A concept aircraft unveiled by the Aerospace Technology Institute (ATI) could provide the blueprint for long-haul passenger flights using liquid hydrogen as fuel.

FlyZero
FlyZero midsize aircraft concept at airport (Image: ATI)

According to ATI, up to 279 passengers could fly between London and San Francisco, USA direct or Auckland, New Zealand with one stop with the same speed and comfort as current aircraft.

Developed by a team collaborating on the FlyZero project, the concept shows the potential of green liquid hydrogen for air travel as it is a lightweight fuel with three times the energy of kerosene and sixty times the energy of batteries per kilogramme. Furthermore, no CO2 is produced when hydrogen is burned.

MORE FROM AEROSPACE

In a statement, FlyZero project director Chris Gear said: “At a time of global focus on tackling climate change our midsize concept sets out a truly revolutionary vision for the future of global air travel keeping families, businesses and nations connected without the carbon footprint.

“This new dawn for aviation brings with it real opportunities for the UK aerospace sector to secure market share, highly skilled jobs and inward investment while helping to meet the UK’s commitments to fight climate change.”

Through the development of concept aircraft FlyZero has identified the on-board technologies which, along with the infrastructure and ground equipment for refuelling, require rapid development to deliver zero-carbon emission flight.

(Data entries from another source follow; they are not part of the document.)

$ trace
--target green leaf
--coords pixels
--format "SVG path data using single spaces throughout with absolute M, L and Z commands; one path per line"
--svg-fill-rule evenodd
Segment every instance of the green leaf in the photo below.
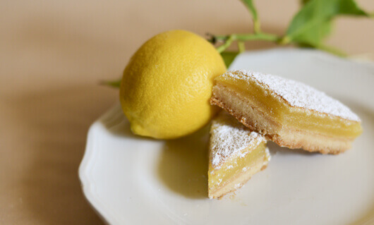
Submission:
M 238 51 L 224 51 L 221 52 L 226 68 L 229 68 L 235 58 L 239 54 Z
M 119 88 L 119 86 L 121 86 L 121 79 L 116 80 L 104 80 L 100 82 L 100 85 L 110 86 L 114 88 Z
M 331 31 L 337 16 L 368 16 L 354 0 L 309 0 L 294 17 L 286 32 L 288 41 L 317 46 Z
M 252 0 L 241 0 L 241 2 L 247 7 L 248 10 L 252 14 L 252 18 L 253 19 L 253 30 L 255 33 L 260 32 L 260 21 L 258 20 L 258 15 L 257 14 L 257 9 L 253 4 Z
M 251 12 L 252 14 L 252 18 L 253 18 L 253 20 L 257 20 L 258 19 L 258 15 L 257 15 L 257 10 L 253 5 L 253 1 L 252 0 L 241 0 L 243 4 L 247 7 L 248 10 Z

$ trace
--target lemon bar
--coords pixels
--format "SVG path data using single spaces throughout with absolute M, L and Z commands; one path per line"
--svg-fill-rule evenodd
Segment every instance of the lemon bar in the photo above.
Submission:
M 270 159 L 266 139 L 222 111 L 212 123 L 209 147 L 208 196 L 220 198 L 266 168 Z
M 340 102 L 277 75 L 228 71 L 216 78 L 210 102 L 289 148 L 338 154 L 362 133 L 358 116 Z

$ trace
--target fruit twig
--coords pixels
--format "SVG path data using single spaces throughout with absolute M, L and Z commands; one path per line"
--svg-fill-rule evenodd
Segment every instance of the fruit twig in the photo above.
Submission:
M 280 37 L 277 35 L 268 33 L 255 33 L 255 34 L 232 34 L 229 35 L 211 35 L 210 41 L 213 44 L 217 42 L 223 42 L 223 44 L 217 47 L 217 51 L 221 53 L 226 50 L 232 42 L 237 41 L 241 44 L 241 47 L 243 45 L 245 42 L 253 40 L 264 40 L 278 42 Z

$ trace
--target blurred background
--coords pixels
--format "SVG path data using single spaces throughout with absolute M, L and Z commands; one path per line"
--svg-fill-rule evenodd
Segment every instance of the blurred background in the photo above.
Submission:
M 297 0 L 255 1 L 264 31 L 282 35 Z M 374 11 L 374 1 L 358 1 Z M 90 124 L 118 101 L 98 85 L 162 31 L 252 31 L 239 0 L 0 1 L 0 224 L 101 224 L 78 168 Z M 340 18 L 327 43 L 374 54 L 374 20 Z M 276 47 L 253 42 L 247 49 Z

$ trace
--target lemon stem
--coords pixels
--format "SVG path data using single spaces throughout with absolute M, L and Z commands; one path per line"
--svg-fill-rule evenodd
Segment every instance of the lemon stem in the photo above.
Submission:
M 231 45 L 232 42 L 235 41 L 239 42 L 239 43 L 243 43 L 239 44 L 241 44 L 240 45 L 240 47 L 243 47 L 243 42 L 248 41 L 263 40 L 278 42 L 280 39 L 279 37 L 275 35 L 267 34 L 264 32 L 255 34 L 232 34 L 230 35 L 217 35 L 213 36 L 213 38 L 216 41 L 221 41 L 224 42 L 222 44 L 217 47 L 217 51 L 218 51 L 218 52 L 219 53 L 226 50 L 229 47 L 230 47 L 230 45 Z M 242 49 L 239 49 L 239 51 L 241 50 Z

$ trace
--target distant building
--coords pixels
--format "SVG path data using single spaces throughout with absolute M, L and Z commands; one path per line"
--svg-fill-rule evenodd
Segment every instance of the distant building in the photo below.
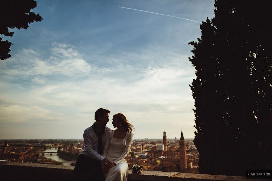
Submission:
M 180 140 L 180 160 L 181 171 L 184 171 L 187 168 L 187 156 L 186 155 L 186 142 L 183 136 L 182 131 Z
M 163 143 L 164 145 L 164 151 L 167 151 L 167 139 L 166 138 L 166 133 L 164 132 Z
M 164 151 L 164 145 L 161 144 L 158 144 L 158 149 L 162 151 Z

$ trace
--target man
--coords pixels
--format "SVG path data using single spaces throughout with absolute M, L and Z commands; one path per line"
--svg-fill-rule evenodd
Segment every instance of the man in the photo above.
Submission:
M 107 136 L 111 129 L 106 126 L 109 121 L 108 110 L 100 108 L 95 113 L 96 121 L 85 130 L 83 134 L 85 146 L 79 156 L 74 170 L 74 179 L 89 180 L 104 180 L 102 164 L 111 167 L 112 163 L 102 156 Z M 101 164 L 102 163 L 102 164 Z

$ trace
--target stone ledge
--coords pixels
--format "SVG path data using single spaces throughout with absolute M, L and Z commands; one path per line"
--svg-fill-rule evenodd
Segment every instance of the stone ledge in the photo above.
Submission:
M 74 167 L 30 163 L 0 163 L 0 178 L 9 180 L 37 178 L 32 180 L 70 180 Z M 143 171 L 133 174 L 129 170 L 129 181 L 267 181 L 245 177 Z M 5 180 L 5 179 L 2 180 Z

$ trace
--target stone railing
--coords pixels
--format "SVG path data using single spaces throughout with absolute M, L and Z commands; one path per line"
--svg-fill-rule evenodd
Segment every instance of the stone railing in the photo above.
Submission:
M 70 180 L 74 167 L 30 163 L 0 164 L 1 180 Z M 129 181 L 258 181 L 245 177 L 143 171 L 133 174 L 129 170 Z

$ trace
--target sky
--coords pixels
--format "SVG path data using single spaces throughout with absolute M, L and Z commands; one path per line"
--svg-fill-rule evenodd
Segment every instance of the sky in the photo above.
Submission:
M 188 42 L 212 0 L 37 1 L 43 21 L 11 29 L 0 60 L 0 139 L 83 139 L 98 108 L 134 138 L 194 137 Z

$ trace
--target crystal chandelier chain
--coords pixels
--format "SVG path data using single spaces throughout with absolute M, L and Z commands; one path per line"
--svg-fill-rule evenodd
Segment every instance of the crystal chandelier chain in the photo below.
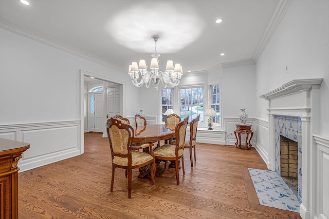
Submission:
M 173 87 L 179 84 L 180 78 L 183 74 L 182 68 L 180 64 L 177 63 L 175 65 L 172 60 L 168 60 L 167 63 L 165 71 L 159 71 L 159 65 L 158 58 L 160 54 L 157 53 L 157 42 L 160 38 L 160 35 L 154 34 L 151 36 L 155 43 L 155 53 L 152 54 L 153 58 L 151 59 L 150 71 L 147 71 L 147 67 L 145 60 L 140 59 L 139 64 L 137 65 L 137 62 L 133 62 L 129 66 L 128 73 L 132 79 L 132 83 L 137 87 L 140 87 L 145 84 L 147 88 L 150 87 L 151 82 L 155 85 L 154 88 L 156 90 L 158 88 L 160 81 L 162 82 L 164 88 L 167 88 L 168 85 Z M 141 77 L 141 78 L 140 78 Z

These advanced technologies include wings without fuel tanks (dry wings), hydrogen tanks, cryogenic fuel systems, fuel cells and electrical power systems and hydrogen gas turbines.

In early 2022, detailed findings from the FlyZero project will be published including three final aircraft concepts (regional, narrowbody and midsize), technology roadmaps, market and economic reports and a sustainability assessment.

“These designs could define the future of aerospace and aviation,” said Business Secretary Kwasi Kwarteng. “By working with industry, we are showing that truly carbon free flight could be possible, with hydrogen a front runner to replace conventional fossil fuels.

“Fuelling planes sustainably will enable the public to travel as we do now, but in a way that doesn’t damage the planet. It will not only help us to end our contribution to climate change, but also represents a huge industrial opportunity for the UK.”

ATI said that with a range of 5250NM, destinations including San Francisco (4664NM), Delhi (3642NM), Beijing (4414NM), Vancouver (4105NM), Mexico City (4815NM) and Rio De Janeiro (4983NM) are within reach from London. Destinations including Auckland (9911NM), Sydney (9188NM) and Honolulu (6289NM) are in reach with just one stop.

Powered by liquid hydrogen, the fuel is stored in cryogenic fuel tanks at around minus 250oC degrees Celsius in the aft fuselage and two smaller ‘cheek’ tanks along the forward fuselage, which will keep the aircraft balanced as the fuel burns off and eliminate the need for any additional aerodynamic structures.

The aircraft’s 54-metre wingspan will carry two turbofan engines powered by hydrogen combustion.